Species
Cyperus congestus
Etymology
Cyperus: From the ancient Greek name for sedge, kypeiros
Common Name(s)
purple umbrella sedge
Authority
Cyperus congestus M. Vahl
Family
Cyperaceae
Brief Description
Tufted leafy sedge, with triangular stems with a swollen base, up to 80 cm tall, leaves arranged in threes, with a single or group of up to 7 red-purple round flowerheads, each made up of narrow flattened flower spikes, with 3 to 6 long grass-like leaves immediately under this, at the end of flower stalk.
Flora Category
Vascular - Exotic
CYPCON
The
National Vegetation Survey (NVS) Databank is a physical archive and electronic databank containing records of over 94,000 vegetation survey plots - including data from over 19,000 permanent plots.
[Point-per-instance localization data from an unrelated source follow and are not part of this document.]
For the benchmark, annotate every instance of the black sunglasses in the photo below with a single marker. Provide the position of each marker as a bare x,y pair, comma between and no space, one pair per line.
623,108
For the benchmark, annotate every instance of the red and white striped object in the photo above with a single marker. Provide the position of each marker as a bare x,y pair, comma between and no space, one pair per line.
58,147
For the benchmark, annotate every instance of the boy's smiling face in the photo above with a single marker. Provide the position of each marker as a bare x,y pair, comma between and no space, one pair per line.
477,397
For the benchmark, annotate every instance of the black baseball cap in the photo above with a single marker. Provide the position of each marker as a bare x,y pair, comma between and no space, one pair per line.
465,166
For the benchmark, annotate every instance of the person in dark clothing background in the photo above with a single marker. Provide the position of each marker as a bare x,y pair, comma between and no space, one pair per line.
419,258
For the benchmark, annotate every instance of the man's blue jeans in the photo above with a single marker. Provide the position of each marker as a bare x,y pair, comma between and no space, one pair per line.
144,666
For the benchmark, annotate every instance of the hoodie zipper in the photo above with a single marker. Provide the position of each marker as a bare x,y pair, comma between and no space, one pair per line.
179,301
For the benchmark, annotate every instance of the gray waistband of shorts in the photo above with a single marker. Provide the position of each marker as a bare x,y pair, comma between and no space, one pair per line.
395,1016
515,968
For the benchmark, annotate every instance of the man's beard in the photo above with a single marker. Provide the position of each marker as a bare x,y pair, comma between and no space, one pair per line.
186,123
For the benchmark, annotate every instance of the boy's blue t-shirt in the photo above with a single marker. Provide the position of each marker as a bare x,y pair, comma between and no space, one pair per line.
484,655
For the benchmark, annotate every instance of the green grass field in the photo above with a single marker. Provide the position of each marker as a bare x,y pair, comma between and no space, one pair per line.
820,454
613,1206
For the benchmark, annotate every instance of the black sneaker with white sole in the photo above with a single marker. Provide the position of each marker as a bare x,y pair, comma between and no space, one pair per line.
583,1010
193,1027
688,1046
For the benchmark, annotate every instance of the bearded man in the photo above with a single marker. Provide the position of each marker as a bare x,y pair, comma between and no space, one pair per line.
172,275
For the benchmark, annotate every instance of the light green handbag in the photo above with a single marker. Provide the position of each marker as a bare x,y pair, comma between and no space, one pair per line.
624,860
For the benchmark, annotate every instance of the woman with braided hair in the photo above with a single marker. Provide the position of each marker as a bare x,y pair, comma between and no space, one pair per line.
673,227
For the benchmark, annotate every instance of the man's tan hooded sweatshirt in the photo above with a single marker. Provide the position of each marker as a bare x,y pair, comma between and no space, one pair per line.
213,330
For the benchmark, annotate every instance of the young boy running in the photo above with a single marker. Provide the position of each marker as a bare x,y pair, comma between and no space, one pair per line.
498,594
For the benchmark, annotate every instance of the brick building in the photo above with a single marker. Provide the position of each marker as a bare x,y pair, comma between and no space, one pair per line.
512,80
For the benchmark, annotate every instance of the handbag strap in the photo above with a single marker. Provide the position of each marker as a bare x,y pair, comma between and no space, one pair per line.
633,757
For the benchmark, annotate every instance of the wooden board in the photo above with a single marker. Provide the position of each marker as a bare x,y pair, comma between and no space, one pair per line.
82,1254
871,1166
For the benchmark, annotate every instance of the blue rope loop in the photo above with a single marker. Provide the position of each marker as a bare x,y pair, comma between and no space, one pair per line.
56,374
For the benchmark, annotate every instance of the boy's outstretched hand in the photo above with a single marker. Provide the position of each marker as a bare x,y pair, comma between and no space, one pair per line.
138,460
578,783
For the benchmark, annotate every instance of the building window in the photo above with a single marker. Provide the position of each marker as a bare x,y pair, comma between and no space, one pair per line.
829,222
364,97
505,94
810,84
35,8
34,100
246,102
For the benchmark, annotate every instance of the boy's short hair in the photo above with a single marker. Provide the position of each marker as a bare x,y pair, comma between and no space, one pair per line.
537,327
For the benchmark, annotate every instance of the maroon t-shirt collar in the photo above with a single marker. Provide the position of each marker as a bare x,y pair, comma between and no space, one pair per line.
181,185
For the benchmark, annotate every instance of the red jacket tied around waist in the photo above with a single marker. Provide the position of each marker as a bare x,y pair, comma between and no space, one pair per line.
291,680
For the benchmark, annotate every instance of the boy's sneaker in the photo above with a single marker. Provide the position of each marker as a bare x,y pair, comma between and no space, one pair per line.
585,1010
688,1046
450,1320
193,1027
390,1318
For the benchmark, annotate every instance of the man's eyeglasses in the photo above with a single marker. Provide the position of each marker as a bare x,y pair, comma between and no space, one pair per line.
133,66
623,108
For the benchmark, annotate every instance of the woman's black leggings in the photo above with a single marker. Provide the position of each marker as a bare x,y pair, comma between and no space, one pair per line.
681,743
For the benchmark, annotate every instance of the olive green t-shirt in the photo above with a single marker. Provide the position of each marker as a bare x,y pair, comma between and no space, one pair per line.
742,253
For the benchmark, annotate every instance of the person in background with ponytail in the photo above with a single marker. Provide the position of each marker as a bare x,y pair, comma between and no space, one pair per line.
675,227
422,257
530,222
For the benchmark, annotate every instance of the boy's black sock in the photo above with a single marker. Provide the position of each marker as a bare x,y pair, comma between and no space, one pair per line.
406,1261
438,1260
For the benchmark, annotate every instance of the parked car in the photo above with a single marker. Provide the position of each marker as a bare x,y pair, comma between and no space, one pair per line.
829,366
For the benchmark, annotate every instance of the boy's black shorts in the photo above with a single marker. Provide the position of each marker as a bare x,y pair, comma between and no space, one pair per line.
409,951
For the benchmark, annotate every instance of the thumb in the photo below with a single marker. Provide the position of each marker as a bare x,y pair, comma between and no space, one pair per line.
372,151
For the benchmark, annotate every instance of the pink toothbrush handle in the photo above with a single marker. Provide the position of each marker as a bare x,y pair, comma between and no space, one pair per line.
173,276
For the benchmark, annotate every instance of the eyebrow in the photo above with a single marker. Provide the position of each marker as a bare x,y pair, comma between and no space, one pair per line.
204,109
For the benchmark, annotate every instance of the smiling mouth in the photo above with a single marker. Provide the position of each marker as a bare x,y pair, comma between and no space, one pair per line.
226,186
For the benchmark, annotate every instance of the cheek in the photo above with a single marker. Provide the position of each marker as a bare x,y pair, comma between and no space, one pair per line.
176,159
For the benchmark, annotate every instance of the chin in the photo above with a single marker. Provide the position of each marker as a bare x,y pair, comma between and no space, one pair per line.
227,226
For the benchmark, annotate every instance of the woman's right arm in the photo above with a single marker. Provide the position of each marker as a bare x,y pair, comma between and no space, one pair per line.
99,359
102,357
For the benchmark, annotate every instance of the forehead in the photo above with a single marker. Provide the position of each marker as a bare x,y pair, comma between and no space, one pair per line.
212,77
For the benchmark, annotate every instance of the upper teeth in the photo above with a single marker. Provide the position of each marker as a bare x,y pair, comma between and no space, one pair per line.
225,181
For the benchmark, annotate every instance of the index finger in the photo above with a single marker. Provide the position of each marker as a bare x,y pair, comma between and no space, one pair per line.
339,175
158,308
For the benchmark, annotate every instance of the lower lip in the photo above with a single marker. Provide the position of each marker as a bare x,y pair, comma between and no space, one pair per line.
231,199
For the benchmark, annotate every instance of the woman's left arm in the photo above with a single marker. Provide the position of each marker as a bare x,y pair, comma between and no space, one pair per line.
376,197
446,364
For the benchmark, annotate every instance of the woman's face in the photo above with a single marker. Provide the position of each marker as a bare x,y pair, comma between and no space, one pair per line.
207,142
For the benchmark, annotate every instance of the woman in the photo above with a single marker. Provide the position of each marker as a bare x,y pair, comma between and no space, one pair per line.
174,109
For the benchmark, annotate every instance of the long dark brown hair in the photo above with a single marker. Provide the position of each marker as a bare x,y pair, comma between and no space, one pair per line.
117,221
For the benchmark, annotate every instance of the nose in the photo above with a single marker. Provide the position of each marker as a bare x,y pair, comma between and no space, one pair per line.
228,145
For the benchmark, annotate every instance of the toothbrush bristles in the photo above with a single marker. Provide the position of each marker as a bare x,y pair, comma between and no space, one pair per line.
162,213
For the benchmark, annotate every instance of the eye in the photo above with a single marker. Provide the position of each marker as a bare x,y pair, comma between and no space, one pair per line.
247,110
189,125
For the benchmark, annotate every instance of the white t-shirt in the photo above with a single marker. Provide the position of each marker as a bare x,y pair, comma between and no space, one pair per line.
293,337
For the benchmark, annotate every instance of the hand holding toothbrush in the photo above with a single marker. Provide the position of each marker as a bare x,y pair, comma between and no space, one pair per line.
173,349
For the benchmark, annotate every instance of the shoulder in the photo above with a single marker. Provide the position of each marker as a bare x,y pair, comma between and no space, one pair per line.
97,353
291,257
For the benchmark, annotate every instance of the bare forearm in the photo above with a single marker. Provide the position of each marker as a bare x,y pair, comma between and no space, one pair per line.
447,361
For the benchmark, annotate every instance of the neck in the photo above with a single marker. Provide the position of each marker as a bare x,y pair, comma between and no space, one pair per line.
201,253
NVS maintains a standard set of species code abbreviations that correspond to standard scientific plant names from the Ngä Tipu o Aotearoa - New Zealand Plants database.
Structural Class
Sedges
Distribution
Scattered throughout the North Island and Nelson, Marlborough and Canterbury, locally common in many areas.
Habitat
Wet areas such as the banks of rivers and streams, swamps, ditches and also a weed of drier sites such as roadsides and cropping land.
Features
Thickly tufted perennial. Stems 15-40- (80) cm high, rather robust, 3-angled, smooth, leafy and somewhat bulbous and woody at base. Leaves usually < stems, to 7 mm wide, flat, margins smooth below, scabrid towards tip; sheaths purple-brown, minute transverse septa evident. Involucral bracts 3-6, leaf-like, the lowest > inflorescence. Inflorescence a simple or compound umbel or reduced to a single head; rays 2-4, rather rigid, to 6 cm long. Spikelets numerous, 10-20 × 2 mm, narrow-linear, acute, in dense ovate or hemispherical reddish-purple spikes; rhachilla with membranous wings. Glumes ± 3 mm long, not closely imbricate, usually tightly appressed to rhachilla, oblong-elliptic, acute, many-nerved, keel green, margins deep red-purple. Stamens 3. Style-branches 3. Nut ± ½ length of glume, obovoid-oblong, trigonous, dark brown, apiculate.
Similar Taxa
Similar to other Cyperus species, distinguished from the only other species with red-purple flowers (C. rotundus) by the lack of rhizomes and tubers and much taller growth habit.
Flowering
Summer to autumn
Flower Colours
Green,Red / Pink
Fruiting
Summer to autumn
Year Naturalised
1878
Origin
South Africa
Reason for Introduction
Unknown, possibly ornamental plant, seed or soil contaminant.
Control Techniques
Can be controlled manually, mechanically or herbicidally depending on situation.
Life Cycle and Dispersal
Seed dispersed by contaminated machinery.